I sewed up these jeans mostly for Following the Thread’s #literarysewingcircle challenge, this year using Nalo Hopkinson’s The New Moon’s Arms, but it was also a denim project entirely cut out and sewn during the month of August, so I’m sharing it here too. I’ll spare all of you the talk about the book and the character and the inspiration and why blue jeans etc. in this post, and focus on the project. But I do recommend the book, and clicking through to Following The Thread to read more about it, everyone’s projects, and an interview with the author.
I tend to wear my clothes until they fall apart, which takes a long time for denim, which means all of the blue jeans and shorts I own are old. At least several years, and some a couple of decades. Which means, the past 20 years being what they were, they’re all fairly low-rise. I didn’t like it even when it was in style, and I like it less now; still, every time I thought of buying a pair of high-rise jeans, I thought, they’ll never fit right; I should just sew them; it’s not like I don’t already have jeans; it took so long the last time I made jeans and then the length shrunk even though I’d prewashed them. And in this way, years passed.
But lo! I have finally sewn up some high-waisted blue jeans.
There are a ton of photos on my own site if anyone wants to see more; but I didn’t want to upload the Monthly Stitch servers so have kept them to a minimum here.
These are the Jalie stretch jeans, based on the regular rise, but raised a further 1-2″ all around. I did add about 1 1/2″ to the crotch extension, which I think may not have been quite enough, and I wish I’d also added about 1″ to the back hip width, where it is a bit snug. Of course it’s stretch denim, so it’ll relax with wear, but I really feel it when I put them on.
The denim is a heavy-weight 98% cotton 2% spandex blend from European Textiles on Ottawa St N in Hamilton, I believe. It’s been in the stash for a long time, so I’m not 100% sure on its provenance. It has enough stretch to give a bit without so much that it feels like jeggings, and despite the photos is a very dark indigo, not black. I washed it on regular and dried it on hot four times; hopefully that will prevent (much?) future shrinking.
I did the topstitching with regular thread as I wanted a good colour match and none of the top-stitching threads were dark enough. The topstitching on the waistband and to attach the back pockets was done with the coverstitch machine on the chainstitch setting, to keep lots of stretch in the fabric.
I used rivets on the front pockets and I’m not sure if I’ll do so again. I found them finicky and I’m not confident in their stay-put-ness. There’s also a lot of bar-tacking around the pockets and the fly for added stability.
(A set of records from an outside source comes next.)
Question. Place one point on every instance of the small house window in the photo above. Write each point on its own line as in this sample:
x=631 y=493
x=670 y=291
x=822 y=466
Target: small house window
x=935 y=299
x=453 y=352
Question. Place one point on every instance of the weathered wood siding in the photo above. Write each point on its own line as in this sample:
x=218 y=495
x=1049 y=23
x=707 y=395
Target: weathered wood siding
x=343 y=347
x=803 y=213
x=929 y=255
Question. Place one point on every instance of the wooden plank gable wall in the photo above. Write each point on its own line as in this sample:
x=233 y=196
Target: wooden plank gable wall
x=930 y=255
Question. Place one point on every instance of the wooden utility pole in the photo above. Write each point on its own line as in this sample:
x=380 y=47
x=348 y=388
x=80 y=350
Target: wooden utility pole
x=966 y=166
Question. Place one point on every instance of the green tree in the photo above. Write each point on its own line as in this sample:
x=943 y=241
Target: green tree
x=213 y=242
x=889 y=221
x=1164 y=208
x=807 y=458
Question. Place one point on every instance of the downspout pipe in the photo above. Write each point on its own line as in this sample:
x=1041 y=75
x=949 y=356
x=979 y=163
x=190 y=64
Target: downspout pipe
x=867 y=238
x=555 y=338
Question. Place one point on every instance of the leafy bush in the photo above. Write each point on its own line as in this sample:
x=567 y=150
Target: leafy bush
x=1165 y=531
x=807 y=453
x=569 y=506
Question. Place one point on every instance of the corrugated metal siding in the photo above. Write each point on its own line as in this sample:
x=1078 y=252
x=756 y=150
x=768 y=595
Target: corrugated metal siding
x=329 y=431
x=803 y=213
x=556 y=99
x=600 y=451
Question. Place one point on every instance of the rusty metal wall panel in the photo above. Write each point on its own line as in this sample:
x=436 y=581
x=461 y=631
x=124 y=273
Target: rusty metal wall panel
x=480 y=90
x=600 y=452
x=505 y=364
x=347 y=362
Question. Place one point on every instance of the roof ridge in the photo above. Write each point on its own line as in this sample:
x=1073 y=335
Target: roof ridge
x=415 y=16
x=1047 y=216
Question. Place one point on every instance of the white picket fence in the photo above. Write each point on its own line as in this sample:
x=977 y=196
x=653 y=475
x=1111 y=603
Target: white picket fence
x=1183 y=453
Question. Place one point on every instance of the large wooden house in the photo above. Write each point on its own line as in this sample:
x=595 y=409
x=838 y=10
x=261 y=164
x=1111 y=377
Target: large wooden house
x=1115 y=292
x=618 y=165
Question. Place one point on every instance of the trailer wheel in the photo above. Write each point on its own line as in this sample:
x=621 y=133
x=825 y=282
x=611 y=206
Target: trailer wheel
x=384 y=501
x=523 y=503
For the pocket linings and fly facing, I used this Tula Pink bumblebee print. And just to complete the theme, I embroidered a bee on the right back pocket with some metallic embroidery cords. I chose them to be very subtle; since the topstitching matches the denim so closely, I didn’t want the butt bee to be the only clearly visible needlework on the whole thing. It’s visible (you can see it in the featured image) but not overly so.
It’s a Sublime Stitching pattern. From the Big Flowers set, I think.
And just above the bee–though you can’t read it here–I stitched Voglio Il Core.
I got the phrase from a book on historical English clothing, where apparently a nobleman in the 1500s had the phrase embroidered all over a pair of his underwear. It means “I want the heart” or “I want the core,” and I’ve been thinking about embroidering it on a garment for fun ever since.
For embroidery nerds: the back side of the pocket is reinforced with fusible stabilizer; the pattern was traced onto freezer paper and then ironed to the denim. I embroidered the bee and the words first, and then cut out the pocket and finished it. The inside is lined with the same bee fabric to protect the ends of the embroidery threads.
I love Jalie. Their sizing is a thing of beauty. I went by body measurements. So this is a size T at the waist, U at the hips, and in retrospect I could have gone to a V at the hips and given myself a bit of room (given that the pattern recommends a denim with 4% spandex and these only have 2%). But! No weird ease issues. I’ve now had the pleasure of sewing up a few of their patterns and so far, going by body measurements is a completely reliable way to choose a size.